A knife taken by Officer Beck from one Smith, another participant, was offered in evidence by the state. Officer Beck, having measured it in the presence of the jury, testified that the blade was % of an inch wide.

Officer Beck testified that he had been connected with the Dallas Police Department for sixteen years and assigned to the homicide squad for eight of those years; that he had had occasion to investigate many cases where knives had been used in the commission of murder and other criminal offenses, and that he considered himself an expert on “determining the kind of weapon and its use as to whether or not it would be a deadly weapon.”

The record shows that, had he been permitted to answer the question propounded to him by appellant’s counsel, Officer Beck would have testified and expressed the opinion, based upon his *429experience and his examination of the wound and of the two knives, that the fatal wound could have been inflicted by the knife he took from Smith but could not have been inflicted by the small knife which appellant produced.

The trial court was in error in ruling that the testimony as to the small knife was “purely speculative” and in sustaining the objection to the question relating to the Smith knife on the ground that the officer was not qualified to answer.

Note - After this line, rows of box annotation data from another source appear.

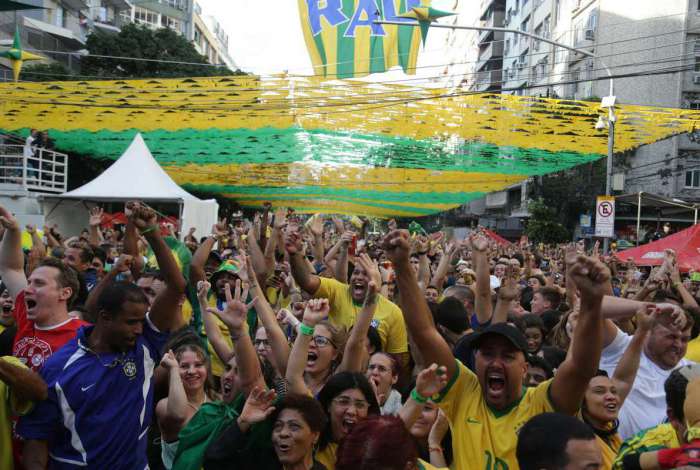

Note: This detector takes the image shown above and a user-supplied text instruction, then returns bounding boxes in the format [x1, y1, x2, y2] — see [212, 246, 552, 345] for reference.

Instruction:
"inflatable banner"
[298, 0, 430, 79]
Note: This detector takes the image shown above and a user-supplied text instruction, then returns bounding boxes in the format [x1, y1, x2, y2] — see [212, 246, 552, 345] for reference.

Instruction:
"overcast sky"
[197, 0, 479, 82]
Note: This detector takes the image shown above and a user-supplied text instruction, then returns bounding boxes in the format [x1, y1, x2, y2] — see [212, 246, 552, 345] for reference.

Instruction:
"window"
[134, 7, 160, 28]
[520, 16, 530, 32]
[685, 170, 700, 188]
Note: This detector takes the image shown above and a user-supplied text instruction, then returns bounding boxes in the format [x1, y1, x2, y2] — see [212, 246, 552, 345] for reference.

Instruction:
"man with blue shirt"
[17, 203, 185, 470]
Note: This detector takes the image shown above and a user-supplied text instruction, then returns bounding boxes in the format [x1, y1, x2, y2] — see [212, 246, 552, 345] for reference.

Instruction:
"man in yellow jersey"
[613, 364, 700, 470]
[285, 232, 408, 364]
[383, 230, 610, 470]
[0, 356, 47, 470]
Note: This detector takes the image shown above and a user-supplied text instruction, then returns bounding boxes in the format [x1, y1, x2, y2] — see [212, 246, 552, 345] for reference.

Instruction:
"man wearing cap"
[383, 230, 610, 469]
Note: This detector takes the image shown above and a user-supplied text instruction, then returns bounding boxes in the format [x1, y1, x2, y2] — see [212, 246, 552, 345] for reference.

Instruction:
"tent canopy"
[0, 75, 700, 219]
[618, 224, 700, 271]
[45, 134, 197, 202]
[0, 0, 44, 11]
[42, 134, 219, 239]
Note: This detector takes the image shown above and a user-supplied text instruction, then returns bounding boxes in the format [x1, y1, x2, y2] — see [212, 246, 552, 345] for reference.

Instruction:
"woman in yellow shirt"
[581, 306, 656, 470]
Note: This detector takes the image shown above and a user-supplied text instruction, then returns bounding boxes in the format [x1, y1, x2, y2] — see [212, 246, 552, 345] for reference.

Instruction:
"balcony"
[476, 41, 503, 71]
[0, 144, 68, 193]
[131, 0, 192, 21]
[474, 70, 503, 91]
[479, 10, 506, 43]
[479, 0, 506, 21]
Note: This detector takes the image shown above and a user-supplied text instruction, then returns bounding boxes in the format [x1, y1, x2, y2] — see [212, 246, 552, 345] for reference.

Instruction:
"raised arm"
[430, 242, 457, 292]
[399, 364, 447, 429]
[88, 206, 104, 246]
[309, 214, 325, 265]
[0, 206, 27, 299]
[0, 358, 48, 403]
[85, 254, 134, 318]
[208, 279, 265, 394]
[469, 235, 493, 325]
[284, 232, 321, 295]
[131, 203, 186, 331]
[383, 230, 457, 377]
[156, 351, 188, 441]
[285, 299, 330, 395]
[197, 281, 233, 363]
[190, 219, 226, 286]
[550, 255, 610, 415]
[612, 305, 659, 408]
[333, 230, 355, 284]
[491, 265, 520, 324]
[245, 256, 289, 374]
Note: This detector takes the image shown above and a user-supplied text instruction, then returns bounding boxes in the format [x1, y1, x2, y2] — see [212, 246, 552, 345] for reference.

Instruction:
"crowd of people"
[0, 202, 700, 470]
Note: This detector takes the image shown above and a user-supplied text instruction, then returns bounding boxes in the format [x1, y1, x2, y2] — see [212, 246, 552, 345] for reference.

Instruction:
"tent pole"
[636, 191, 642, 246]
[178, 199, 185, 241]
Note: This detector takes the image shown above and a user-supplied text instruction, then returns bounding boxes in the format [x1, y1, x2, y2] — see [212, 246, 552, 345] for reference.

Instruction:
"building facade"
[0, 0, 236, 80]
[468, 0, 700, 233]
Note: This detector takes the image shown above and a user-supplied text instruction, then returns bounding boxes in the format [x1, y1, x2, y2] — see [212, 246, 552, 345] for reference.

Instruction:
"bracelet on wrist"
[411, 388, 428, 404]
[299, 322, 315, 336]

One who has examined the wounds on the body of a person who has been killed, though not an expert, may describe them in terms of the kind of instrument by which they could or could not have been produced, and may give his opinion as to the kind of instrument used in making the wounds. Espinoza v. State, 73 Tex. Cr. R. 237, 165 S.W. 2d 208; 19 Tex. Jur. p. 362-3.

The testimony, if admitted, would have tended to support appellant’s defensive theory that the weapon he used was not a deadly weapon and that he did not inflict the mortal wound.

Upon another trial other claimed errors will not likely arise.

The judgment is reversed and the cause is remanded.